In an earlier post we started generating prime candidates testing only numbers of the form 6k+1 or 6k-1 less than or equal to the square root of the next integer. The reason we were doing this is that all prime numbers greater than 3 are of the form 6k+1 or 6k+2 and we only have to modulo test primes. The reason we only have to test primes is that the Fundamental Theorem of Arithmetic indicates that all non-prime numbers greater than one is the product of primes.
What that means is that we only have to modulo test prime numbers.
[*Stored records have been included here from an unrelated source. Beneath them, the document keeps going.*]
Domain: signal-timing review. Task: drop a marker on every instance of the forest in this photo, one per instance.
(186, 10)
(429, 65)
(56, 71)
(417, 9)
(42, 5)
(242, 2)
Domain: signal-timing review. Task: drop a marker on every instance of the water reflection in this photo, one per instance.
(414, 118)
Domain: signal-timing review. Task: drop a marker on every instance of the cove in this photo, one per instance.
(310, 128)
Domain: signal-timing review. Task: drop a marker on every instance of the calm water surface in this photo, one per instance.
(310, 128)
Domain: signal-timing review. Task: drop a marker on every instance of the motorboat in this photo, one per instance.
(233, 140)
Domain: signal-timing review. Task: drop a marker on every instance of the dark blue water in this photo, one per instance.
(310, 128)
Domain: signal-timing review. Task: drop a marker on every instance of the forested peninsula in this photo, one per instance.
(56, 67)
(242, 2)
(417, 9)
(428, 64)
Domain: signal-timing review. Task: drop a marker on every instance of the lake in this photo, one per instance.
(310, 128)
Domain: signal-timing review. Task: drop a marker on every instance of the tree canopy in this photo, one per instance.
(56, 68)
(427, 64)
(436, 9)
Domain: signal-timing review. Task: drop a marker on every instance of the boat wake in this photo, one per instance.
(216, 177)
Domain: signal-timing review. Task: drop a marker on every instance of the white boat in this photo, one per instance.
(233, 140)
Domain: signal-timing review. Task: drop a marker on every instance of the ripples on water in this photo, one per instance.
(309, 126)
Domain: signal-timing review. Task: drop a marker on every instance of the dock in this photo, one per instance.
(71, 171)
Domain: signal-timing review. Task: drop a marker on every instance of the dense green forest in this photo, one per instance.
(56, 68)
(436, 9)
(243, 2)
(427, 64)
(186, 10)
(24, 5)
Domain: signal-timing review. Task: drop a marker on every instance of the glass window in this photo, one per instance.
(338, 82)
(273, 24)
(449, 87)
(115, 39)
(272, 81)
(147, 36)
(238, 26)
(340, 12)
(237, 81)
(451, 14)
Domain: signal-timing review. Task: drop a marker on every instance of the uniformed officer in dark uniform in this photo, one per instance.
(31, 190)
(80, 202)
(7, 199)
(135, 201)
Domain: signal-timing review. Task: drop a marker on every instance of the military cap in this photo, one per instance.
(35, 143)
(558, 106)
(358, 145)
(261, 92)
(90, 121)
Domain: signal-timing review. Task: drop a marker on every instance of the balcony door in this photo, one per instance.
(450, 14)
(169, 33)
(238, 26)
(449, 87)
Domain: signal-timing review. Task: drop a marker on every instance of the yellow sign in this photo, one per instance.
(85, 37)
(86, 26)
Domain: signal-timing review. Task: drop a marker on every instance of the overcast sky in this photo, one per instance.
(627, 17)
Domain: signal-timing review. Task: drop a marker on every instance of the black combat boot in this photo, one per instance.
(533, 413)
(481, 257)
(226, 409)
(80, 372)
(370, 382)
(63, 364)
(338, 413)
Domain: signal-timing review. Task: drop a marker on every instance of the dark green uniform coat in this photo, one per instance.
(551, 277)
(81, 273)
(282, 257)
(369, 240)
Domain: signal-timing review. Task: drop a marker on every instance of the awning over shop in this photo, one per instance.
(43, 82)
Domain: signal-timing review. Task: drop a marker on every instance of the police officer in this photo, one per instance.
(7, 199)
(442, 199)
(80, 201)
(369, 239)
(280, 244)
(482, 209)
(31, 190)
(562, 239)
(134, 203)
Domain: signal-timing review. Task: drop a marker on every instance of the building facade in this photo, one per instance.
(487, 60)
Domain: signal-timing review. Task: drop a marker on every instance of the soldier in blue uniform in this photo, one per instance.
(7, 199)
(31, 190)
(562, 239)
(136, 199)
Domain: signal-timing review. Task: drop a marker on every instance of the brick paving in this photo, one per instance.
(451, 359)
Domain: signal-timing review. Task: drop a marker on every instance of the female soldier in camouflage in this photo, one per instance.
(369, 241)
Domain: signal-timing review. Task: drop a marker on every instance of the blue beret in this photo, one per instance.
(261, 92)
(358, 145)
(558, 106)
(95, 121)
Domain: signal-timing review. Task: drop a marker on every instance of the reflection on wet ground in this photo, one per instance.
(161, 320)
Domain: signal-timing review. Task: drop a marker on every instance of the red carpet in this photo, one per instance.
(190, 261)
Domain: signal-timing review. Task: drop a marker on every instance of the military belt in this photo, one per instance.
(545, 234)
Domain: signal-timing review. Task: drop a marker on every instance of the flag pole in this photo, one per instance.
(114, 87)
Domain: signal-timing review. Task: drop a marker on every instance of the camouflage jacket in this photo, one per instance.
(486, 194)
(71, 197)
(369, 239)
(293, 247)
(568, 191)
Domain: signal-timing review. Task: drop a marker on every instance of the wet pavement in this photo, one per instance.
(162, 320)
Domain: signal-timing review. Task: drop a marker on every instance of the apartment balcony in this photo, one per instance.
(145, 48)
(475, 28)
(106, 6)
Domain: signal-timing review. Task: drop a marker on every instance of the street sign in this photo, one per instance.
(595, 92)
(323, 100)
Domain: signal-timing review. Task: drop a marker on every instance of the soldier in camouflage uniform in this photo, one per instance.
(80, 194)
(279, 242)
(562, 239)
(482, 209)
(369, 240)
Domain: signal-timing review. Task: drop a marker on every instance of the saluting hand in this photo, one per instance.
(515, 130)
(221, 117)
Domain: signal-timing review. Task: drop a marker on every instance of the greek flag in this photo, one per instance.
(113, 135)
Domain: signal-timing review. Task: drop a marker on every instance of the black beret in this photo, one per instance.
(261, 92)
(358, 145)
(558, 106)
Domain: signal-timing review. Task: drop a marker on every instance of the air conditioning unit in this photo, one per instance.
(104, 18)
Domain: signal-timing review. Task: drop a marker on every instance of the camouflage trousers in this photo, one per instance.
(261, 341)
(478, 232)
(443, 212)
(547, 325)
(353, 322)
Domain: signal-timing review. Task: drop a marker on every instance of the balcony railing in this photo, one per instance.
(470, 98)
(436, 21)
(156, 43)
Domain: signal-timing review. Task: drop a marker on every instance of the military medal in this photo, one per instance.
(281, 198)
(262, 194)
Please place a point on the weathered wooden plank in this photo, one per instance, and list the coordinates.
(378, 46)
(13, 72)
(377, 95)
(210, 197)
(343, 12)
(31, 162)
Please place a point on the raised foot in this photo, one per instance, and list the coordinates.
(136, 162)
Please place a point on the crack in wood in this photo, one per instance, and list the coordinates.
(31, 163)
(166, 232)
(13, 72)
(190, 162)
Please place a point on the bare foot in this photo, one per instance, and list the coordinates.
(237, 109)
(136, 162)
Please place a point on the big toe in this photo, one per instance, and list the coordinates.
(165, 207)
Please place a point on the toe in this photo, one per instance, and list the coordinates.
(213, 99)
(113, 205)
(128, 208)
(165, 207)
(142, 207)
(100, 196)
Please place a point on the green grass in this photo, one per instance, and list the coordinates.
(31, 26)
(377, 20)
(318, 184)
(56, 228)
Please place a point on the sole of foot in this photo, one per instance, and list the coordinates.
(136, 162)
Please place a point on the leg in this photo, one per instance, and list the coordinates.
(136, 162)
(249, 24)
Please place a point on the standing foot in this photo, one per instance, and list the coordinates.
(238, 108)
Of course in pursuing that particular optimization we actually neglected to test first whether the next integer we were testing was of the form 6k+1 or 6k-1. The point of this post is to highlight how in the course of developing SQL (or any other code for that matter), we can read our requirements in a number of ways and will need to step out of it and reconsider whether our first reading was complete or even correct.
Consider the following statements: “We only need to modulo test primes for a given integer.” and “We need to test whether or not their exists a prime factor for a given integer.” These two statement mean essentially the same thing. When combined with the form of primes being 6k+1 or 6k-1 led us to skip testing the integer itself for being of that form, but assume we have already filled a prime table to a certain number and are testing the prime candidates. Those two statements can lead us to two very different approaches to SQL.
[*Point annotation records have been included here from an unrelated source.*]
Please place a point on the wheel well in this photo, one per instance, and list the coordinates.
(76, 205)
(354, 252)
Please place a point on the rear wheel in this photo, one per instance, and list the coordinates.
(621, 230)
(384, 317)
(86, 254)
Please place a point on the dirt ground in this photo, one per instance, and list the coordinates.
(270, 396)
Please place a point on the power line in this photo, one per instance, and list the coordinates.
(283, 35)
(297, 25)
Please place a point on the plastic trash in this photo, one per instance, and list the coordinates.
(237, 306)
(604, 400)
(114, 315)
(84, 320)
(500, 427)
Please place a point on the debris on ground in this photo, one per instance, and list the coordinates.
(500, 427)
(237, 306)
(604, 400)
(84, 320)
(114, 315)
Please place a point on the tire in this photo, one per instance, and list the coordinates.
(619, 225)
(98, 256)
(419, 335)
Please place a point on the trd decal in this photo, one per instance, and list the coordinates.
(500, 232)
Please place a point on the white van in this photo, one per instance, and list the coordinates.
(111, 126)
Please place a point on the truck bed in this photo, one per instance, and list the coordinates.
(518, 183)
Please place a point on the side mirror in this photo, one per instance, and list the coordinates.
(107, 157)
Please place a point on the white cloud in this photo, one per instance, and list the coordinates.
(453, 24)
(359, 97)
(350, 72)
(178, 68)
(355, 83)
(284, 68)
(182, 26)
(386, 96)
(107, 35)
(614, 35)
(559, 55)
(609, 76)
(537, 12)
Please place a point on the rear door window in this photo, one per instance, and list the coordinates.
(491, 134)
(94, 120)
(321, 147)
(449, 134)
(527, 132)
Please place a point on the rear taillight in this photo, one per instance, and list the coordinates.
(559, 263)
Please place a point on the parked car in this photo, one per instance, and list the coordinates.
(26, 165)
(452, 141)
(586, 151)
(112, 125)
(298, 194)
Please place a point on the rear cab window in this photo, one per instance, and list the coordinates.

The first statement: “We only need to modulo test primes for a given integer.” could lead us to write something like:
DECLARE @n INT
SELECT TOP 1 1 FROM prime_candidates pc INNER JOIN primes p ON pc.p % p.p = 0 WHERE pc.p=@n
Whereas the second statement: “We need to test whether or not their exists a prime factor for a given integer.” might lead us to write something like:
SELECT TOP 1 1 FROM primes p WHERE @n % p = 0
Since our requirement was to test for prime factors of a given integer and not to produce a set of prime factors performing we do not need the non-equijoin that produces a less efficient execution plan.
Seeks that lead to lookups are usually more efficient than scans. Of course unnecessary operations are inherently inefficient. In either case it is important to test that we do in fact get the results we expect.